Religion is primarily about two things: belief and community.
The belief can be in whatever being or force or set of values one thinks drives existence, and whatever basic rules one feels ought to apply to human behavior.
Community is a factor in two ways. First, anyone can have personal beliefs; a religion stems from enough people having common beliefs that they organize in some way, building upon that shared experience and bolstered by the idea that if others think the same way, there must be something to it.
Many religions have similar core beliefs: in a supreme being or force; that there is a reward for “good” behavior and/or punishment for “bad” behavior; and that everyone has intrinsic value and ought to be treated as you, yourself, would want to be treated.
From this last value stems the second important purpose of community — the idea that even those who don’t necessarily share your religion are worth reaching out to, worth helping when you can, and the idea that we are all in this together, all part of the same community.
That’s probably a big part of the reason churches and other religious organizations are focal points of charitable giving, of service missions, and of campaigns for the basic rights of others.
It’s why they often operate thrift stores that both pass on surplus goods to those in need, cheaply, and raise funds for other helpful programs.
It’s why they run soup kitchens, food pantries and shelters, and refugee aid programs like Faith in Action and World Relief.
Recently, families in Swanzey saw this sense of community in practice. In every public school district, there are families that struggle to pay for school lunch programs. Maybe they qualify for free lunches, but don’t know or choose not to apply for that aid. Maybe they don’t qualify, but have run into some temporary financial problem. School districts usually have a policy of serving every student, regardless of whether they can pay; no student should suffer from hunger at school.
But the schools do take note of who doesn’t pay, whether it’s because someone forgot to add to their account or because they couldn’t. It’s a cost, and for those not in the subsidized program, the districts eventually bill the family for that cost.

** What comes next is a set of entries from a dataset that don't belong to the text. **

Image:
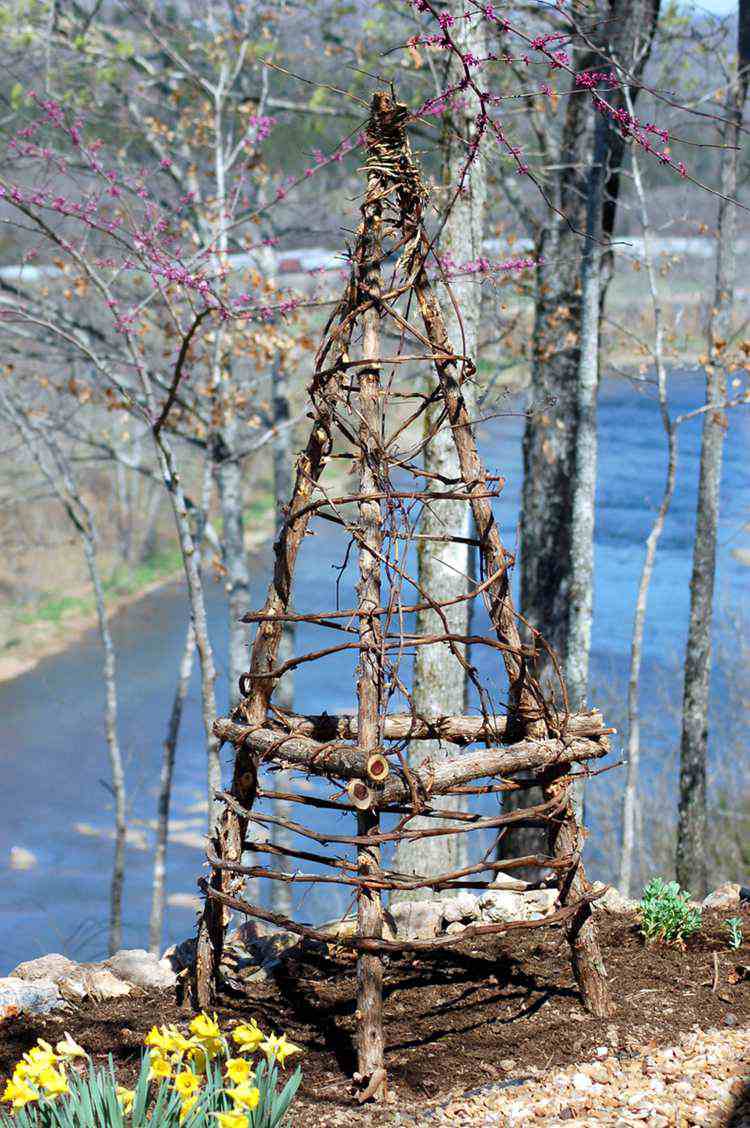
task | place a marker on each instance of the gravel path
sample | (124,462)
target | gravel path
(704,1080)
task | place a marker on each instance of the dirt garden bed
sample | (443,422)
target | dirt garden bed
(501,1011)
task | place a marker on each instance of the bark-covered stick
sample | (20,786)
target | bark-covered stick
(369,685)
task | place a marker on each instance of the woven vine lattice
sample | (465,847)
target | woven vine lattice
(377,411)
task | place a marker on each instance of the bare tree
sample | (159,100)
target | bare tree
(559,439)
(56,468)
(691,814)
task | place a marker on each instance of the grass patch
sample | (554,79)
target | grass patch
(126,581)
(55,608)
(123,581)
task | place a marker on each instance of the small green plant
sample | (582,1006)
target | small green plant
(667,916)
(734,925)
(186,1081)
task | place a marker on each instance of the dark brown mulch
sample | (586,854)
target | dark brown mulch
(499,1011)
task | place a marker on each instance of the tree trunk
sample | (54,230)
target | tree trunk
(583,486)
(550,438)
(283,463)
(369,684)
(691,814)
(51,460)
(440,683)
(159,880)
(631,809)
(237,579)
(199,617)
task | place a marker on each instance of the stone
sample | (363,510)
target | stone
(346,927)
(53,967)
(100,984)
(179,957)
(461,907)
(501,905)
(417,919)
(724,897)
(505,881)
(72,987)
(141,968)
(539,902)
(21,858)
(19,996)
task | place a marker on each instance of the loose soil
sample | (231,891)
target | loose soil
(504,1010)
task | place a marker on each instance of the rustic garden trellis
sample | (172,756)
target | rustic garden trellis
(365,413)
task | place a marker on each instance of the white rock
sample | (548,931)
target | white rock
(100,984)
(499,905)
(141,968)
(539,902)
(37,997)
(417,919)
(505,881)
(178,957)
(21,858)
(461,907)
(724,897)
(53,967)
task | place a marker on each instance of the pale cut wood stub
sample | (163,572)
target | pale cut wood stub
(363,756)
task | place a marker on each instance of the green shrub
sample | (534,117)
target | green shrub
(665,915)
(734,926)
(184,1082)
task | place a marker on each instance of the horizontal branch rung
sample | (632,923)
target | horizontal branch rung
(347,761)
(457,729)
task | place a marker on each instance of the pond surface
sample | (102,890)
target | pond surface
(54,800)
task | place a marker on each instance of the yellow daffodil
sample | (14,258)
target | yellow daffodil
(160,1068)
(204,1028)
(248,1037)
(279,1048)
(231,1119)
(187,1107)
(175,1041)
(19,1092)
(125,1096)
(186,1083)
(40,1057)
(238,1069)
(245,1096)
(69,1049)
(53,1082)
(206,1041)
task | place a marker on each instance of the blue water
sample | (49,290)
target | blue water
(52,745)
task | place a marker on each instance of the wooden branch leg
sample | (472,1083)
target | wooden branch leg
(566,839)
(369,975)
(228,844)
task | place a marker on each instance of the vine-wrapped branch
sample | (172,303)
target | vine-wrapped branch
(347,761)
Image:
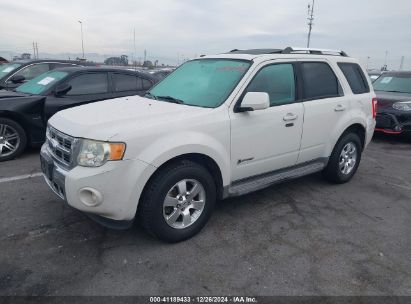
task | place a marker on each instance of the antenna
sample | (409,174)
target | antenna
(310,21)
(402,63)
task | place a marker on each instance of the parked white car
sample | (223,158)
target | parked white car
(217,127)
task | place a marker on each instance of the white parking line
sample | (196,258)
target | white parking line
(14,178)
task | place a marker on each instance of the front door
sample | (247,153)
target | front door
(268,140)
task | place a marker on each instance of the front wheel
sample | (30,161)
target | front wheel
(178,201)
(344,160)
(13,139)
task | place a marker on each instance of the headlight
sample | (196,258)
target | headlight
(96,153)
(402,106)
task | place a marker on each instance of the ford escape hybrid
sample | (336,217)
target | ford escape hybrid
(217,127)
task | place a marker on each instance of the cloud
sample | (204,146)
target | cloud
(170,27)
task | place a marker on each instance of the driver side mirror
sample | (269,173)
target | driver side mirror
(253,101)
(17,79)
(62,90)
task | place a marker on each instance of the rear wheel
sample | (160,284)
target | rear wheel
(345,159)
(13,139)
(178,201)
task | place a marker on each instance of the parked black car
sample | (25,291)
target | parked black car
(393,91)
(25,111)
(15,73)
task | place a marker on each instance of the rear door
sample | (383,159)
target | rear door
(127,84)
(85,88)
(324,107)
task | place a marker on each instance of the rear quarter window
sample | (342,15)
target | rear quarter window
(355,77)
(319,81)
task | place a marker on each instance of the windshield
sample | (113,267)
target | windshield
(393,83)
(7,68)
(41,83)
(203,83)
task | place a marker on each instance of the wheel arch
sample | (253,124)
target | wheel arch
(199,158)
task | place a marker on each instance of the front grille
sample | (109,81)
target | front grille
(60,146)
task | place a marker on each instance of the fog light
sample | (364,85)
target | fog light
(90,197)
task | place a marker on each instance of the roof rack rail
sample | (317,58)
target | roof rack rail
(312,51)
(256,51)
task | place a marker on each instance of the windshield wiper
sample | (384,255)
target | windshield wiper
(171,99)
(150,95)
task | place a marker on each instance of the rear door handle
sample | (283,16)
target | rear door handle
(339,108)
(290,117)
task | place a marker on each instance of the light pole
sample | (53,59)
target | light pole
(82,43)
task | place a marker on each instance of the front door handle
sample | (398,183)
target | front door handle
(339,108)
(290,117)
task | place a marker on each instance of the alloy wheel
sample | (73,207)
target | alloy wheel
(184,203)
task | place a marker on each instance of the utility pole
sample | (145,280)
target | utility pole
(135,53)
(310,22)
(34,51)
(402,63)
(82,42)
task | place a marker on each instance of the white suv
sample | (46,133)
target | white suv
(217,127)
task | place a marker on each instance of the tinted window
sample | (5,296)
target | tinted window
(276,80)
(394,83)
(355,77)
(125,82)
(319,80)
(42,83)
(147,84)
(34,70)
(89,84)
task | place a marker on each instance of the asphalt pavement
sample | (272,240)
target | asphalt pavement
(305,237)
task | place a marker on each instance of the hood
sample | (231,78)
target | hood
(106,119)
(386,99)
(8,94)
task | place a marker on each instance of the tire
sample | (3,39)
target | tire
(13,139)
(344,161)
(166,213)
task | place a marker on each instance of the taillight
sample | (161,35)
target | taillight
(374,108)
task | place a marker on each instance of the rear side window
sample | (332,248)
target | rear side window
(278,81)
(93,83)
(124,82)
(319,81)
(355,77)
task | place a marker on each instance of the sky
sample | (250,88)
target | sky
(171,30)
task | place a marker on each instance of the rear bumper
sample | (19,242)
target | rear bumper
(391,123)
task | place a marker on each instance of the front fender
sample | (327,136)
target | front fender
(169,146)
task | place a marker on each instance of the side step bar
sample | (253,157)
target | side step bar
(265,180)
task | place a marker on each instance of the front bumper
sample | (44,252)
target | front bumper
(393,123)
(117,184)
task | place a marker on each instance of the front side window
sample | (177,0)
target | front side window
(400,83)
(203,82)
(319,81)
(355,77)
(33,71)
(278,81)
(42,83)
(7,68)
(93,83)
(123,82)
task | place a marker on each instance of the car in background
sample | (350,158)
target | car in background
(393,91)
(25,111)
(161,74)
(16,73)
(374,75)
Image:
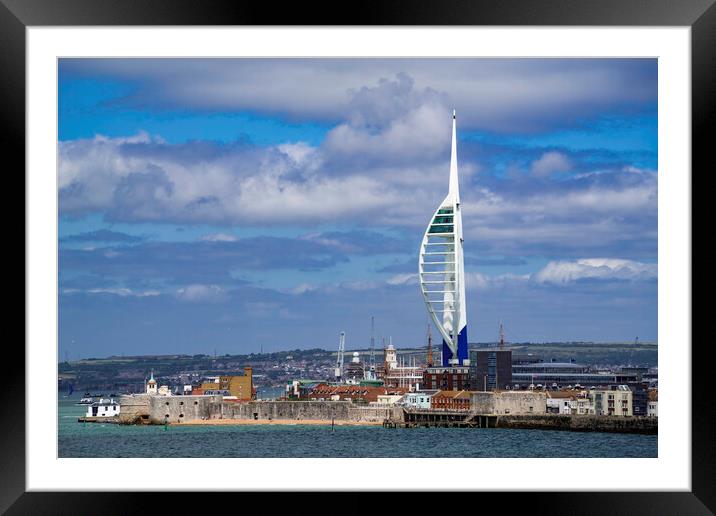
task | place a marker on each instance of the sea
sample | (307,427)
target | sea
(109,440)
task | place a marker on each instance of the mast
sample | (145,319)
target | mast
(429,358)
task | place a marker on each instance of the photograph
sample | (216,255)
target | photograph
(357,257)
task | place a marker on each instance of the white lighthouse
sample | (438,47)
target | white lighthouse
(442,270)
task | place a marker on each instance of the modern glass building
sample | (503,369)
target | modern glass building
(442,270)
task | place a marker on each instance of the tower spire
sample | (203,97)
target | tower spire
(454,189)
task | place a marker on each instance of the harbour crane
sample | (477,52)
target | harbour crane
(341,353)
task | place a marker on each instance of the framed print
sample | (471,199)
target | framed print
(421,240)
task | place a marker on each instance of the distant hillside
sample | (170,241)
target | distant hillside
(127,373)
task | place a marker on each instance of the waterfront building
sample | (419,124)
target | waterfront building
(355,393)
(508,402)
(151,385)
(491,369)
(419,399)
(451,401)
(399,373)
(565,374)
(353,371)
(240,387)
(103,408)
(569,402)
(300,389)
(447,378)
(653,404)
(441,270)
(612,402)
(389,399)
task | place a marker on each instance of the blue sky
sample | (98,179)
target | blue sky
(234,204)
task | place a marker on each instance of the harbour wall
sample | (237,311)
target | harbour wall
(580,423)
(176,409)
(297,410)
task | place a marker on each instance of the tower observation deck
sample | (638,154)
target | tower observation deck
(442,270)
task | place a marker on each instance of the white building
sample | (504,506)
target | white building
(388,399)
(615,402)
(652,407)
(419,400)
(103,408)
(152,385)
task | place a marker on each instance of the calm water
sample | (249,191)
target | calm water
(103,440)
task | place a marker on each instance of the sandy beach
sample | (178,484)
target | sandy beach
(291,422)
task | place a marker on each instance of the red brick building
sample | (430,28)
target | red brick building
(357,393)
(447,378)
(451,401)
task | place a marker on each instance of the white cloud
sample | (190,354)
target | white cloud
(219,237)
(403,279)
(198,293)
(550,163)
(121,292)
(493,94)
(561,272)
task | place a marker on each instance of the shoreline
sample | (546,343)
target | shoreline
(278,422)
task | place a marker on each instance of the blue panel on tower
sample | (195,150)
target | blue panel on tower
(447,354)
(462,351)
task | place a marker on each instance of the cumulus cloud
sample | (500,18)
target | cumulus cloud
(219,237)
(561,272)
(493,94)
(202,294)
(550,163)
(121,292)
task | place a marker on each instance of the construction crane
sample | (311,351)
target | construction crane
(372,344)
(341,352)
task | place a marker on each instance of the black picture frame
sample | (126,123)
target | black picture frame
(700,15)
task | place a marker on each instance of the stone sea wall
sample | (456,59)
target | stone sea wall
(581,423)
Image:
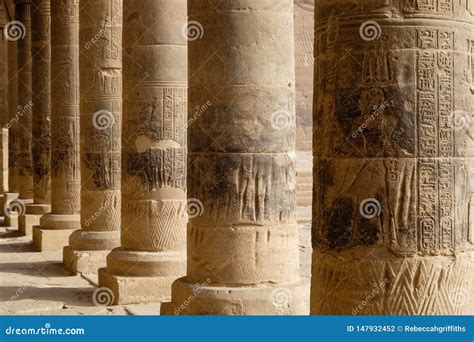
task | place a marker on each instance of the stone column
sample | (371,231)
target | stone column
(25,101)
(243,239)
(394,194)
(4,114)
(154,206)
(101,116)
(55,228)
(12,126)
(41,86)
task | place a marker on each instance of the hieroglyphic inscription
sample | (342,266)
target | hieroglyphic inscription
(435,96)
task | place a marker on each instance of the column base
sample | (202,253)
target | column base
(378,282)
(191,298)
(32,217)
(53,233)
(8,221)
(136,290)
(60,222)
(84,262)
(87,251)
(137,277)
(50,240)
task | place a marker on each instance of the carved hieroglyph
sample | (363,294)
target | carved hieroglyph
(243,241)
(393,200)
(4,117)
(101,116)
(23,135)
(56,227)
(41,85)
(13,181)
(154,206)
(304,61)
(65,157)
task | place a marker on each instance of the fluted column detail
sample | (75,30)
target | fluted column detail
(243,238)
(154,210)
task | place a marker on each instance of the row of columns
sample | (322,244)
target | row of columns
(392,197)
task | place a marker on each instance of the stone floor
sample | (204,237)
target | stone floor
(33,283)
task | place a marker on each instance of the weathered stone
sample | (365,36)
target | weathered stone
(41,86)
(243,242)
(24,128)
(4,110)
(393,181)
(154,207)
(304,62)
(65,165)
(12,126)
(101,122)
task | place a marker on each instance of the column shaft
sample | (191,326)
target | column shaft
(243,247)
(101,121)
(41,144)
(56,227)
(4,111)
(154,152)
(24,136)
(41,85)
(393,196)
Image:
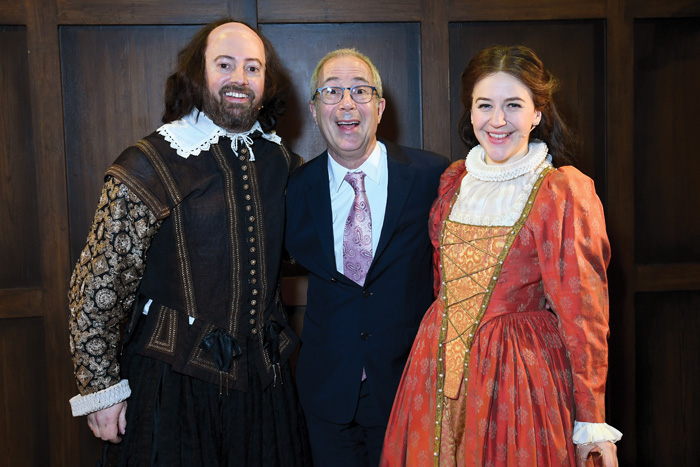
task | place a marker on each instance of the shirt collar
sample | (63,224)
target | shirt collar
(195,133)
(371,167)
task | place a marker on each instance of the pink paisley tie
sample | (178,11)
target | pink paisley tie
(357,237)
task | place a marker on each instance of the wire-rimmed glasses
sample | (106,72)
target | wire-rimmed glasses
(361,94)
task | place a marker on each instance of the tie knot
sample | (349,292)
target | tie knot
(356,180)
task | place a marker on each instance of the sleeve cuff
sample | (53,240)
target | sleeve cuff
(83,405)
(585,433)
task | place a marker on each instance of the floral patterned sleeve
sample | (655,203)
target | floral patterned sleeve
(102,291)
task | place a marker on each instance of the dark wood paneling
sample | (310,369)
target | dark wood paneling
(665,9)
(327,11)
(62,444)
(667,277)
(20,303)
(509,10)
(620,395)
(668,380)
(19,224)
(667,166)
(393,48)
(23,393)
(113,83)
(151,11)
(435,82)
(572,50)
(12,12)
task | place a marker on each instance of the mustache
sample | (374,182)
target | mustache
(235,88)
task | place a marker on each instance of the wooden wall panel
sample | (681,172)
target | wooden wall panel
(517,10)
(23,393)
(394,48)
(572,50)
(113,87)
(151,11)
(19,224)
(331,11)
(12,12)
(668,358)
(667,168)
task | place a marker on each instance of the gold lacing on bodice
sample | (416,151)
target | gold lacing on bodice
(471,259)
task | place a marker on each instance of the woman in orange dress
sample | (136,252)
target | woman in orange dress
(510,362)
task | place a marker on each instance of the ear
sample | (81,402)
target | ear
(381,105)
(312,108)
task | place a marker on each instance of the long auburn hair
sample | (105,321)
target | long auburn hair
(522,63)
(185,88)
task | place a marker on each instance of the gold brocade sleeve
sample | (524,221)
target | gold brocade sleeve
(104,284)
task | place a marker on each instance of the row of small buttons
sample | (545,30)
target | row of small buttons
(252,240)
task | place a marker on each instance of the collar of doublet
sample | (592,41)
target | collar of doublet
(195,133)
(477,167)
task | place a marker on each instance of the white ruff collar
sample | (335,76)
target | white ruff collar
(477,167)
(196,132)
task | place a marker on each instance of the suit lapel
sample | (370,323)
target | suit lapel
(318,200)
(400,181)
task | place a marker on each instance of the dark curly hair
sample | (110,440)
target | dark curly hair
(185,88)
(522,63)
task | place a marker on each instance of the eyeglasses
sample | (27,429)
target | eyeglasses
(333,94)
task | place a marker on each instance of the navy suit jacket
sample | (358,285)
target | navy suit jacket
(348,327)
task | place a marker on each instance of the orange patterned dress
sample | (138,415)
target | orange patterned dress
(496,377)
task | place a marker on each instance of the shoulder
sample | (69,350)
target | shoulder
(308,170)
(568,179)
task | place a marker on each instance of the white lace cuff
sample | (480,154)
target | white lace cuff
(585,433)
(83,405)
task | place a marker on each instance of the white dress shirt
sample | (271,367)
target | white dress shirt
(343,196)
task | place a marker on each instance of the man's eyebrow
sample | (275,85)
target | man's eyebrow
(223,57)
(356,78)
(506,99)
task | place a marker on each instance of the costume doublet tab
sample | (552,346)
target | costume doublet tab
(202,305)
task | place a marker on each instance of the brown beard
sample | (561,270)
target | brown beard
(231,116)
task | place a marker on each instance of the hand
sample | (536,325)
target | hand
(107,424)
(586,454)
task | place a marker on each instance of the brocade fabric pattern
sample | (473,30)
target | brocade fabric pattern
(530,371)
(104,284)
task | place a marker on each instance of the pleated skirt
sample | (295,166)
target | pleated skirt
(176,420)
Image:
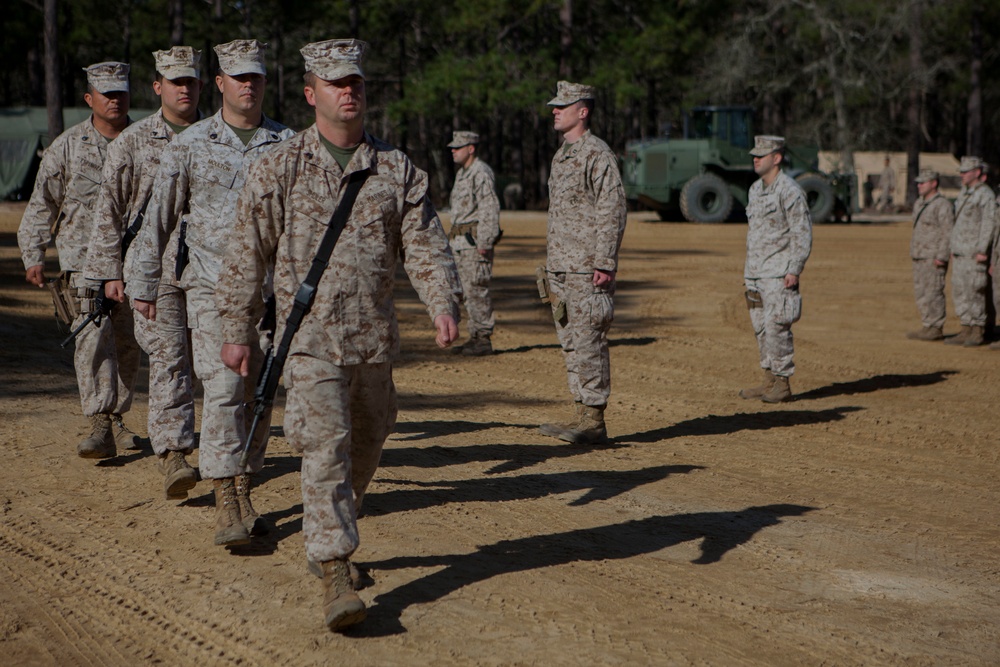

At Swanzey’s Mount Caesar Elementary School, the tally of those accounts was about $3,200 recently — until the Pilgrim Pines Camp and Retreat Center stepped in and offered to pay off $2,400 of it. That meant wiping out the balances of about 30 local families.
Pilgrim Pines serves as the Bible camp for the Evangelical Covenant Church. Clearly, its leadership feels community is a big part of the equation.
“In many ways, if a camp like ours doesn’t impact the community that we’re in, then we’re not doing our job,” said Pilgrim Pines Executive Director Jim Condap. “To know that there were parents and families who were struggling to pay these bills, it’s a little heartbreaking.”
It was a grand and useful gesture, far more thoughtful than donating the funds to a building project in exchange for a plaque bearing the organization’s name — though we’re not pooh-poohing such donations, which we’re sure are also needed.
Mount Caesar Principal Melissa Suarez noted how important it can be to those families to have at least that one debt removed. She said it was appreciated by the school, as are all such helpful acts.
“It feels wonderful to have the community support we have,” she said. “In addition to Pilgrim Pines, we have other community agencies and churches that help us all year long, so we feel very fortunate.
“It kind of goes along with ‘it takes a village.’ ”
The village in that now-famous saying can be of any shape or size. It’s the sense of community that counts, regardless of beliefs.